En son yazdığımda Ankara'da hastanedeydim malum. Cahillik edip kimseye sormadan, danışmadan ilacımı bırakmam nedeniyle siyah kaka (ıyk) dediğimiz, hatta bu saatten sonra daha bilimsel adıyla melena olarak adlandıracağım ve aslen içerde bi yerlerimin kanadığını gösteren olay nedeniyle hastanede yatıyordum. Şu açıklamayı da yapmak istiyorum: Humira'yı bıraktığım için hala pişman değilim. Yan etkiler bazen hastalığın kendisinden daha zor hale gelebiliyor ve doktorların akıllarında maalesef bu yan etkilerin sırf adının "yan" olmasına bakarak zorlayıcılığı hakkında tam bir fikir oluşmayabiliyor. Bir hasta olarak, tedaviyi ve ilacı seçme, değiştirme konularında söz hakkı sahibi olmamız gerektiğini düşünüyorum. Tabii ki her tedaviyi, her ilacı benimle oturup tartışmalarını beklemek gibi bir amacım yok. Ama en azından, genel olarak bunca yıldır ne bir tedaviye ne de bir ilaca karşı çıkmış olduğum göz önünde bulundurulduğunda bir tane ilacı bu kadar şiddetle reddediyorsam, alternatiflerini araştırmaya başlamanın da zorunlu olduğunu düşünüyorum. Yoksa ilacı bırakmak değil, ilacı kimseye haber vermeden, hatta üstüne nerdeyse gizleyerek bırakmanın cahillik olduğunu net bir şekilde itiraf ediyorum. 

Gelelim sürecin devamına. Melena'ya (böyle yazınca kimse ıyk'lamadı) neden olan asıl kanamanın nerde olduğu bulunamadı. Endoskopide de kolonoskopide de tam bir sonuç çıkmadı. Ancak kolonoskopinin çıkışında beni bir sürpriz bekliyordu ki evlere şenlik. Kolonoskopiye kadar Humira'yı bırakmamı sadece cık cık'la karşılayan Ülkü Hoca "biraz" tavır değiştirdi ve konuyu kaş çatarak dile getirmeye başladı. Lafı uzatmiyim, hastalık ilerlemiş de ilerlemiş, yok çıkan kolonda bilmem ne kadar, transfers kolonda bilmem ne kadar, anastomoz yerinde bilmem ne kadar derken, kısacası bağışıklık sistemim yine itlik, serserilik peşinde koşmuş, olduğu gibi yayılmış. Bu kısım da benim şanssızlığım maalesef çünkü birçok hasta, ilaçsız da idare edebiliyorken, ben ilacı bıraktığımın ilk ayında çok şiddetli bir nüksle karşılaşıyorum. 

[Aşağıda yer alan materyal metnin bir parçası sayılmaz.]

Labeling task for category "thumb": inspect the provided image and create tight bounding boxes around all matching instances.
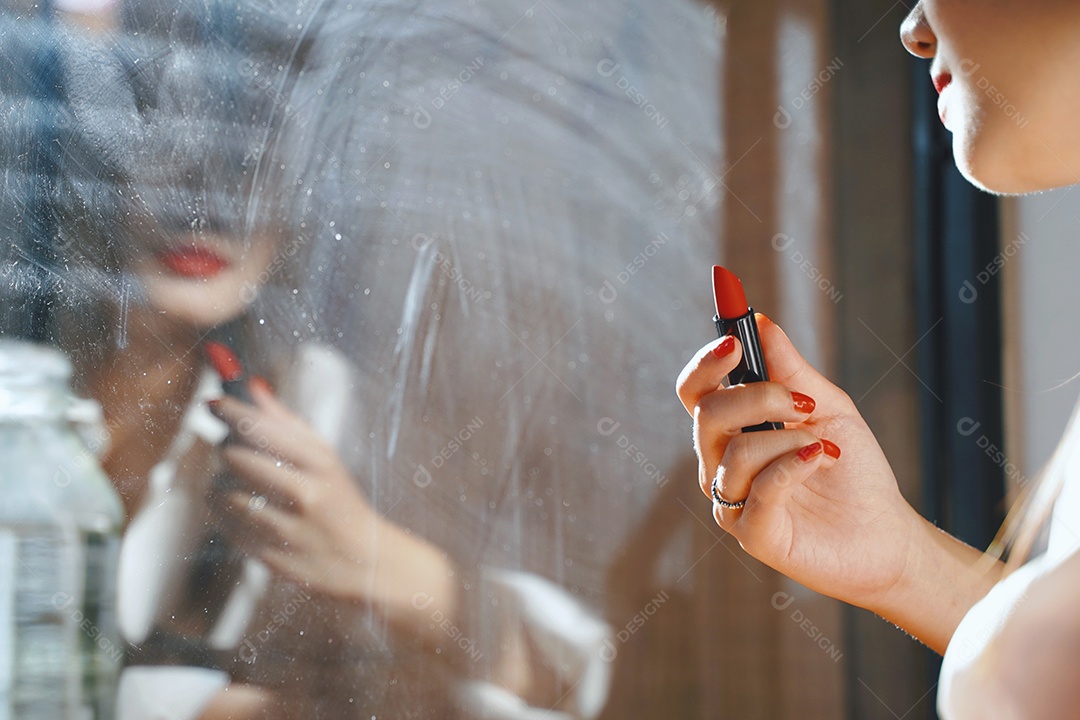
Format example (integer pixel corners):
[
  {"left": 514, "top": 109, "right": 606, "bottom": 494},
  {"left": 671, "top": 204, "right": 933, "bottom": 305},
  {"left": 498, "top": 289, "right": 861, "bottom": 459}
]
[{"left": 757, "top": 313, "right": 848, "bottom": 404}]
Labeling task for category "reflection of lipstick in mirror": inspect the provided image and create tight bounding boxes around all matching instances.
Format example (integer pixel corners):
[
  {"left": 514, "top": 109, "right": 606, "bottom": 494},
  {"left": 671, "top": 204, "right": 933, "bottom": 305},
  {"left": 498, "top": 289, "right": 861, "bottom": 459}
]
[
  {"left": 158, "top": 247, "right": 229, "bottom": 279},
  {"left": 203, "top": 340, "right": 252, "bottom": 403},
  {"left": 713, "top": 264, "right": 784, "bottom": 433}
]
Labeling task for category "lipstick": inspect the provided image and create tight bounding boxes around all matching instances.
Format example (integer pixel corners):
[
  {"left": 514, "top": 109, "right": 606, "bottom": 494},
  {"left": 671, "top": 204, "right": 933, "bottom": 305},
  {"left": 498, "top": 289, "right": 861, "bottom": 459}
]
[
  {"left": 203, "top": 334, "right": 252, "bottom": 404},
  {"left": 713, "top": 264, "right": 784, "bottom": 433},
  {"left": 158, "top": 247, "right": 229, "bottom": 280}
]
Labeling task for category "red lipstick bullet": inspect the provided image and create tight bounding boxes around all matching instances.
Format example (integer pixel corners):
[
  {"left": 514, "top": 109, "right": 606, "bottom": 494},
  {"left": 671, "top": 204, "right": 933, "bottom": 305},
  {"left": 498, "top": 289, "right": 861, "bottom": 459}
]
[{"left": 713, "top": 264, "right": 784, "bottom": 433}]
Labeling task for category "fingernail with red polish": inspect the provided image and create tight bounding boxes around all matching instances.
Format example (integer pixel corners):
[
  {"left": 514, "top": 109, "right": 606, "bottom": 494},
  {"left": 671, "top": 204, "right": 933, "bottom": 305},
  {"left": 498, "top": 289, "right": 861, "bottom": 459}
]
[
  {"left": 248, "top": 375, "right": 274, "bottom": 395},
  {"left": 713, "top": 335, "right": 735, "bottom": 357},
  {"left": 792, "top": 392, "right": 818, "bottom": 415},
  {"left": 798, "top": 443, "right": 822, "bottom": 462}
]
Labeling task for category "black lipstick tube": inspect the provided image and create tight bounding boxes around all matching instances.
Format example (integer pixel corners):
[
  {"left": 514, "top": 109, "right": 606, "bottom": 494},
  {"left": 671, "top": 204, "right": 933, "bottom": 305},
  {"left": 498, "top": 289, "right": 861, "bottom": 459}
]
[{"left": 713, "top": 308, "right": 784, "bottom": 433}]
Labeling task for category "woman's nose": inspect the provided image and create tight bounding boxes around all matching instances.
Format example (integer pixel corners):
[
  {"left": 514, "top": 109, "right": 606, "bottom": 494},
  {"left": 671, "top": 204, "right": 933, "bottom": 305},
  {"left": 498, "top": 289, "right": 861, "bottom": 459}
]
[{"left": 900, "top": 2, "right": 937, "bottom": 58}]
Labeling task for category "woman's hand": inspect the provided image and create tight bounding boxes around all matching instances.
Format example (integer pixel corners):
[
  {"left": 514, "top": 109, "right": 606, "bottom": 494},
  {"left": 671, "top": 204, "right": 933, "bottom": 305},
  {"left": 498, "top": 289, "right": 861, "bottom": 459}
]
[
  {"left": 211, "top": 380, "right": 456, "bottom": 628},
  {"left": 677, "top": 315, "right": 997, "bottom": 650}
]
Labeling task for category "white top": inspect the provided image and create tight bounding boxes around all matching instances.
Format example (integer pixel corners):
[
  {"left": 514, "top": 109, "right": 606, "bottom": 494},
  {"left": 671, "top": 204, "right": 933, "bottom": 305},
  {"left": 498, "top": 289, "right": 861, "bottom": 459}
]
[
  {"left": 937, "top": 406, "right": 1080, "bottom": 720},
  {"left": 117, "top": 343, "right": 611, "bottom": 720}
]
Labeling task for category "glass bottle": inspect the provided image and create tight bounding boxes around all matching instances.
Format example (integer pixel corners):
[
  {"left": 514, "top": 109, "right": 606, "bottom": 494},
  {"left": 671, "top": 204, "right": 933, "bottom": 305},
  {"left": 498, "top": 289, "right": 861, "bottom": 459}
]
[{"left": 0, "top": 339, "right": 123, "bottom": 720}]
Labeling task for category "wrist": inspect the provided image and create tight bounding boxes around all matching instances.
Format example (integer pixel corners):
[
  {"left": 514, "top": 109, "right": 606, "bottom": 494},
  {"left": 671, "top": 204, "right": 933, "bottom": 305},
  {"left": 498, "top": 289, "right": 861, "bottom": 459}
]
[{"left": 862, "top": 511, "right": 1004, "bottom": 654}]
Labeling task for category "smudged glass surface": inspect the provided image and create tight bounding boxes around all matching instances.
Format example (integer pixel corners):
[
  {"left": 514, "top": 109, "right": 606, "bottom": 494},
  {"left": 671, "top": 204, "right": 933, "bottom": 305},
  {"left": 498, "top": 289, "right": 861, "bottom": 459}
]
[{"left": 0, "top": 0, "right": 721, "bottom": 719}]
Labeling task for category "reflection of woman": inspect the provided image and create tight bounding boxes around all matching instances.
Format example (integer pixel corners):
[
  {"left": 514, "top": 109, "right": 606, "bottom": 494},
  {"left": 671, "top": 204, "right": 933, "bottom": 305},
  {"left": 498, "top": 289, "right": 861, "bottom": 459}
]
[
  {"left": 59, "top": 3, "right": 626, "bottom": 719},
  {"left": 678, "top": 0, "right": 1080, "bottom": 718}
]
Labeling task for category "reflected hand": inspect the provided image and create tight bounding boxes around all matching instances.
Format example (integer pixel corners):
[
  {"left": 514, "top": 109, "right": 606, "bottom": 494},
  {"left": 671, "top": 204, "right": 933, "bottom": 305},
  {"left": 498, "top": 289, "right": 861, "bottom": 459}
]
[
  {"left": 677, "top": 315, "right": 924, "bottom": 607},
  {"left": 211, "top": 381, "right": 451, "bottom": 622}
]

Humira'ya dönmem diye de direnince, anti-tnf grubu diğer ilaca geçelim, bunun IV dedikleri yani normal serum olarak uygulanan bir formunu uygulayalım dediler. İlacın adı Remicade. Kendisiyle yılllaaar önce ben daha ilk ameliyatımı olmadan önce ilk anti-tnf tedavimle tanışmıştım. Hatta ilacın alerjik reaksiyonu çok kuvvetli oluyor dediler diye, Bolu'da şöyle bi sahnede ilacı aldım: Ben yatakta yatıyorum, monitorize edilmişim, her tarafımdan vıck vıck diye kablolarla bağlanmışım. Bi hemşire elinde elektro-şok'la duruyor, diğeri adrenalin iğnesini hazırlıyor. Gökçe de orda kuzu gibi yatıyor. Hani bana o an bu ilacın yan etkisi solunum duracak deseler nefesimi tutucam, felç olacaksın deseler gözümü bile kırpmicam. O derece psikolojik olarak yan etkiyi çekiyorum kendime. 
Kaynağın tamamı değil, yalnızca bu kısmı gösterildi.